Second - whole seafood for a cocktail. A crab with claws, prawns with heads, shellfish in their shells - they are all complicated to eat standing up. No table, no cutlery, no place to put a napkin. The result - clothes get stained, hands get greasy, and guests get frustrated.

Third - ingredients with intense smell. Raw garlic, raw onion, or strong-smelling matured cheese - classic problematic ingredients. A wedding means close-up photographs and hugs with relatives. Nobody wants to be remembered for their breath.

Fourth - heavy roast lamb with sauce for a summer dinner. "Comfortable, elegant and considerate of all guests" - that is the principle, points out Virginia Domingez of Alfonso Catering. Heavy food in 30-degree weather is a planning mistake, not a kitchen mistake.

Fifth - rice or pasta for dinner. These work for a lunch slot, but for a wedding dinner they feel like a full meal in themselves, and then the main course arrives - and guests are already overfed.

Sixth - dishes with squid ink. Culinarily excellent, photographically a catastrophe. Teeth stay black for the whole day. At the most-photographed event of your life - this is not the option.

Seventh - too many bones. Fish with lots of small bones, ribs with bone, any kind of food that requires picking. They are not elegant, not comfortable, and they distract attention from the rest of the guests and from the toasts.

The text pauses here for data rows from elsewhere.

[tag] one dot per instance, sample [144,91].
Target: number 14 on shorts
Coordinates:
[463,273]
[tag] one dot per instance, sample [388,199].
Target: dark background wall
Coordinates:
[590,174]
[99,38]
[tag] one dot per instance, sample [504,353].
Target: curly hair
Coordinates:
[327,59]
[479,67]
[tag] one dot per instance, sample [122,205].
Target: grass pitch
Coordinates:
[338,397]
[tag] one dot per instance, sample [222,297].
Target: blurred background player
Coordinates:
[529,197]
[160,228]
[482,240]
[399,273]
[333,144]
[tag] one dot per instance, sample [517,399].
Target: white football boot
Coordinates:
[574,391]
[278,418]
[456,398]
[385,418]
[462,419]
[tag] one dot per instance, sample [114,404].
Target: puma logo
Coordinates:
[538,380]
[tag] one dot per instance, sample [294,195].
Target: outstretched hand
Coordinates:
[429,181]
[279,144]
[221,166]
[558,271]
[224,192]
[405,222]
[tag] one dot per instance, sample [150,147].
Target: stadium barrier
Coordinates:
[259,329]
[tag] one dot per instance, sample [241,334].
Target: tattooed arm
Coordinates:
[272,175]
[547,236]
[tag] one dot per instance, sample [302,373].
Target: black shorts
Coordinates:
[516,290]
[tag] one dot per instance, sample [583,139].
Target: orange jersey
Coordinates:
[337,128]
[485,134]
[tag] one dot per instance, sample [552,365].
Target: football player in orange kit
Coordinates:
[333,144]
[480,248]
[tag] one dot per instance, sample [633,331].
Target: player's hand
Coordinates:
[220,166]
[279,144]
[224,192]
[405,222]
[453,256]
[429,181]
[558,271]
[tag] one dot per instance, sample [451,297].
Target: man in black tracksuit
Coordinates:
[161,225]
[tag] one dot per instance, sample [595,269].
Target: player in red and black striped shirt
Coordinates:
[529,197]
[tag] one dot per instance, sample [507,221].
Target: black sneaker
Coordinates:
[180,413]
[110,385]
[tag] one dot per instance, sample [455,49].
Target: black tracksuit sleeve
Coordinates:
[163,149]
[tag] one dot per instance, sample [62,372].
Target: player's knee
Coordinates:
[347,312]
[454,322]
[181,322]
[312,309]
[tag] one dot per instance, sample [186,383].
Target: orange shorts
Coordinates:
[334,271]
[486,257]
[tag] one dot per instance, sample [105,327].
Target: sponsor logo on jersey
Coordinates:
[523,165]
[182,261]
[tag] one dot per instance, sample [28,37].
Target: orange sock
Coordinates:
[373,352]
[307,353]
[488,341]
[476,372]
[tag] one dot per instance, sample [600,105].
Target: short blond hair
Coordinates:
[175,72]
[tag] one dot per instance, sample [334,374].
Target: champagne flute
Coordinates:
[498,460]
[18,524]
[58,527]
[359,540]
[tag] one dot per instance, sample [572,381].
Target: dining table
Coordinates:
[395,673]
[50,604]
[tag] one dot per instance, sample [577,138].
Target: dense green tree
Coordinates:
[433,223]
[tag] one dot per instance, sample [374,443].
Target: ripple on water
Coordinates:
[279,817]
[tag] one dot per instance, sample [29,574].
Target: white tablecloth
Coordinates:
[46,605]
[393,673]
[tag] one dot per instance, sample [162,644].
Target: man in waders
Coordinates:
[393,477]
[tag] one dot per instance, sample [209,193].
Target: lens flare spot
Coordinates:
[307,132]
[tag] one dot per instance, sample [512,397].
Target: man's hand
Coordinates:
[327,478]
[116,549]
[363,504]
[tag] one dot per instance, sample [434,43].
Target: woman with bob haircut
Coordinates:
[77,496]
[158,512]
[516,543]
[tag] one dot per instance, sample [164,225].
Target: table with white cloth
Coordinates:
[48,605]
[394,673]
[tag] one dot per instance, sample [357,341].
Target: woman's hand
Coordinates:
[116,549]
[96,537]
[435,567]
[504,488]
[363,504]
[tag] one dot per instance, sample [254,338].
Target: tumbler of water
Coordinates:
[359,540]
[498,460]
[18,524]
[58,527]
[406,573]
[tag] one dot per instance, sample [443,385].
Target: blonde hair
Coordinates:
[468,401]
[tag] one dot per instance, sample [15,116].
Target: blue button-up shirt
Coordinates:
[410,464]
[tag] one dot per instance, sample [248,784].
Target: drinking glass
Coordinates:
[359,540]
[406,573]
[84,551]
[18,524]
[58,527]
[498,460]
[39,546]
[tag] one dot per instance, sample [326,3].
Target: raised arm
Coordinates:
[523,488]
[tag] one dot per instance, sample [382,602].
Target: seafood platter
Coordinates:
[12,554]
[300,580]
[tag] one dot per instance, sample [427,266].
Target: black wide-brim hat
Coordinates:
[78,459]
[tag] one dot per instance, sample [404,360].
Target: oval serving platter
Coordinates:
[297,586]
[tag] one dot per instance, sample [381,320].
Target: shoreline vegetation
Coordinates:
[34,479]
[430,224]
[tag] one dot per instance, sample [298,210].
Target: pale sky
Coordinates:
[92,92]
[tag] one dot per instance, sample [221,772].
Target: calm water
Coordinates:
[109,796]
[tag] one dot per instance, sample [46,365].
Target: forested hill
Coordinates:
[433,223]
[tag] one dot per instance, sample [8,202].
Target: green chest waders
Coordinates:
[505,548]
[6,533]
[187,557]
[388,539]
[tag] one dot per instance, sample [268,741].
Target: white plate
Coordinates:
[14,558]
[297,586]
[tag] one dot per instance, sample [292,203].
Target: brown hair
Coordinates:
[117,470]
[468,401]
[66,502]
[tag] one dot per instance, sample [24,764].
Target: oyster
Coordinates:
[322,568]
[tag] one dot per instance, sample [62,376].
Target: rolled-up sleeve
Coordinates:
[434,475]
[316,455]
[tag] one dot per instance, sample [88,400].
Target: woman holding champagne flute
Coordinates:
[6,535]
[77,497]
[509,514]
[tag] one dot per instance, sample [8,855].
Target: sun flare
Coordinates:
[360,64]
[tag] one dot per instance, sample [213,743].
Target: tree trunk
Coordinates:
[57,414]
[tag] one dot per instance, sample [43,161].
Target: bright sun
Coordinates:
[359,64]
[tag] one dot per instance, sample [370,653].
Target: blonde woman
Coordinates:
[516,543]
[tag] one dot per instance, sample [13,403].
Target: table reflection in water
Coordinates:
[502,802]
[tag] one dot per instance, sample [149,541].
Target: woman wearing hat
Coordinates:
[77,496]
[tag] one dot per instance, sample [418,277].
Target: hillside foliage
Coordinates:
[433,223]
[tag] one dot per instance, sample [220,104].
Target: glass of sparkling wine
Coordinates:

Eighth - food eaten with the hands. Chicken wings, ribs, burgers - hospitality managers consider them inappropriate at weddings. "It is tasty, but it can be a problem," sums up Oscar Salmeron Hover of Estribo Catering.

In the Balkans a wedding is an institution - food is a signal of the family's standing. Menu mistakes nobody ever forgets. And that is precisely why the list of what should not be there is more important than the list of what should.